Michael Henderson suggests


Maybe Polanski was right to flee America

Wednesday, 8th October 2008

P.G. Morgan goes in search of the truth about the great director’s flight from the US courts — and uncovers some uncomfortable truths worthy of a scene in Chinatown

High above the heat and smog of Los Angeles, a small cardboard box sits on a shelf in LA’s Superior Court building awaiting its Hollywood moment. The handwriting on the box — P v Polanski #A334129 — has faded in the Californian sun. But the box’s contents — witness statements and lurid court depositions from Roman Polanski’s statutory rape case — remain as sensitive now as when they were filed away in February 1978.

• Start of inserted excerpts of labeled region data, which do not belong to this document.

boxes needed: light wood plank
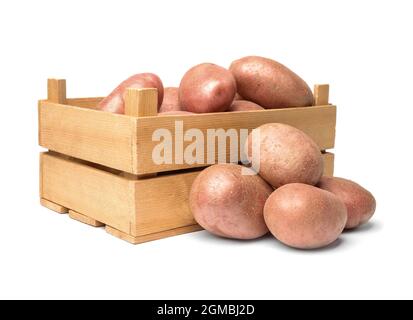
[125,88,158,117]
[65,97,103,110]
[105,225,202,244]
[41,153,136,233]
[323,152,334,177]
[69,210,105,227]
[137,105,336,174]
[47,79,66,104]
[39,101,138,174]
[40,198,69,214]
[314,84,330,106]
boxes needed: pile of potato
[99,56,376,249]
[190,123,376,249]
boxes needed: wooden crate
[38,79,336,243]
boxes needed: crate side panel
[135,171,200,236]
[66,97,103,110]
[137,106,336,174]
[41,153,135,233]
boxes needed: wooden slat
[47,79,66,104]
[105,224,202,244]
[69,210,105,227]
[65,97,103,110]
[134,171,200,236]
[39,101,138,174]
[41,153,136,233]
[40,198,69,213]
[314,84,330,106]
[137,105,336,174]
[323,152,334,177]
[125,88,158,117]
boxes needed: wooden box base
[40,152,334,244]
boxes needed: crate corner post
[47,78,66,104]
[314,84,330,106]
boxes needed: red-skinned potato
[189,163,273,239]
[158,110,195,116]
[229,56,313,109]
[245,123,324,188]
[228,100,264,111]
[97,73,163,114]
[179,63,236,113]
[264,183,347,249]
[317,177,376,229]
[159,87,184,113]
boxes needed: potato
[245,123,324,188]
[158,110,195,116]
[97,73,163,114]
[317,177,376,229]
[179,63,237,113]
[228,100,264,111]
[229,56,313,109]
[264,183,347,249]
[189,163,273,239]
[159,87,183,113]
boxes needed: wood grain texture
[39,101,138,174]
[105,225,202,244]
[137,105,336,174]
[65,97,103,110]
[40,198,69,214]
[41,153,136,233]
[47,79,66,104]
[125,88,158,117]
[134,171,200,236]
[69,210,105,227]
[314,84,330,106]
[323,152,334,177]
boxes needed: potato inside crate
[39,79,336,243]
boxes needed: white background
[0,0,413,299]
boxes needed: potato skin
[189,163,273,239]
[158,110,195,116]
[97,73,163,114]
[229,56,313,109]
[245,123,324,188]
[264,183,347,249]
[179,63,237,113]
[317,177,376,229]
[228,100,264,111]
[159,87,184,113]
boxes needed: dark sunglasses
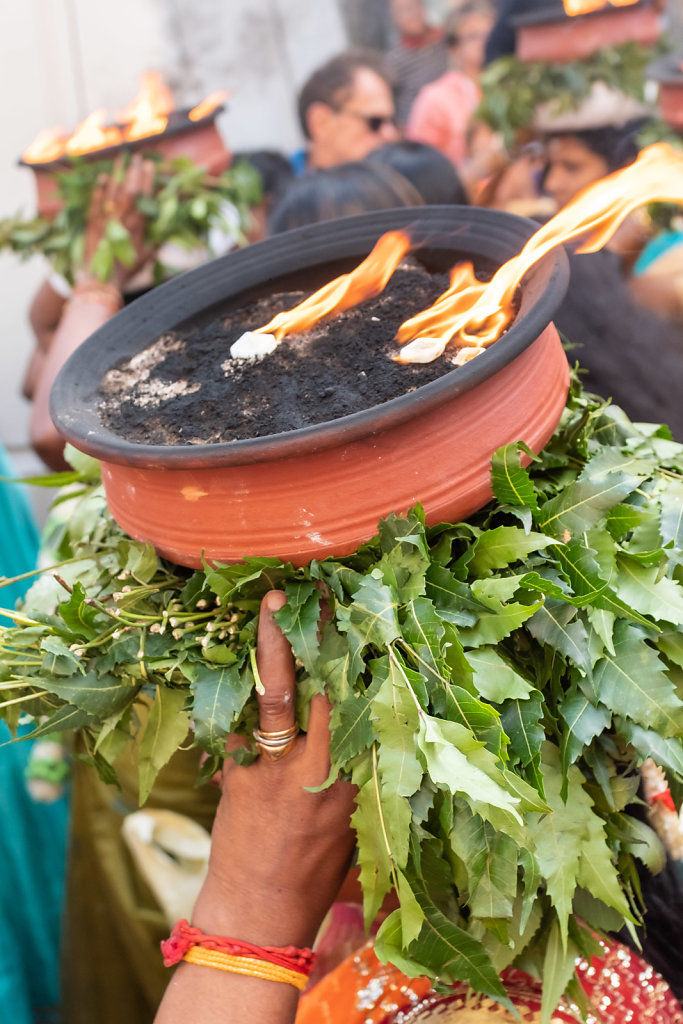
[333,106,396,135]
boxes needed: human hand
[77,153,155,291]
[193,591,355,945]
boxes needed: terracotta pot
[24,106,228,218]
[51,207,568,566]
[647,53,683,129]
[514,2,660,63]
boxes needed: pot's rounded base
[658,78,683,130]
[515,4,660,63]
[102,324,569,568]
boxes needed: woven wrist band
[161,921,315,990]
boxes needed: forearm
[30,286,120,470]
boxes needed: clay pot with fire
[514,0,660,63]
[51,143,683,566]
[19,72,226,218]
[46,207,568,566]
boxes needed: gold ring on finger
[253,724,299,761]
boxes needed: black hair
[232,150,294,203]
[298,47,393,138]
[268,160,424,234]
[617,779,683,1002]
[548,118,645,173]
[443,0,496,46]
[618,857,683,1002]
[366,139,468,206]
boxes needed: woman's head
[269,161,424,234]
[443,0,495,77]
[368,139,467,205]
[543,122,640,208]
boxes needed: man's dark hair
[299,48,393,138]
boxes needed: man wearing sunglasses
[292,50,398,173]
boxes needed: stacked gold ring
[253,724,299,761]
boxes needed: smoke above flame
[248,142,683,365]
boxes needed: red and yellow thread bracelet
[182,946,308,991]
[161,921,315,989]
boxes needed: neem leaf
[490,441,538,509]
[466,647,532,703]
[501,690,546,770]
[617,719,683,779]
[58,583,99,640]
[371,656,424,798]
[330,691,374,781]
[337,569,400,677]
[554,540,649,626]
[419,715,521,821]
[615,555,683,626]
[558,688,612,771]
[408,868,513,1010]
[138,686,189,805]
[351,772,393,928]
[426,562,482,626]
[206,557,292,601]
[526,598,591,672]
[541,921,580,1024]
[659,480,683,552]
[592,620,683,736]
[190,665,253,755]
[460,577,543,647]
[451,814,518,919]
[468,526,555,575]
[23,705,93,739]
[537,449,654,537]
[40,669,138,718]
[530,742,593,944]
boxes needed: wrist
[193,873,327,946]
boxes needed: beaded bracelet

The box was coaxed out of hiding for our film Roman Polanski — Wanted and Desired, a new documentary which examines Polanski’s decision to flee the United States after pleading guilty to unlawful sex with a 13-year-old girl. The director of Chinatown and Rosemary’s Baby was on the verge of being sentenced in 1978 when he hopped on a British Airways flight to London and then on to Paris. He never came back.

Thirty years on, the Polanski case remains a hot button issue in the US — and an immensely difficult one to film. Polanski himself declined to participate. (He sent us a fax to that effect in 2003. Unfortunately — or perhaps fortunately — we never received it.) It took five years of phone calls, emails and private meetings to persuade all the other participants to talk on camera — somewhat longer than it took the film’s director Marina Zenovich and I to date, get married and have our first child.

Our goal in Wanted and Desired was not to absolve Polanski or make excuses for his behaviour. Instead, we wanted to clarify what happened after the 43-year-old director took 13-year-old Samantha Geimer to Jack Nicholson’s Hollywood home. What did Ms Geimer’s lawyer mean when he said that the day Roman Polanski fled was ‘a shameful day’ for the American judicial system?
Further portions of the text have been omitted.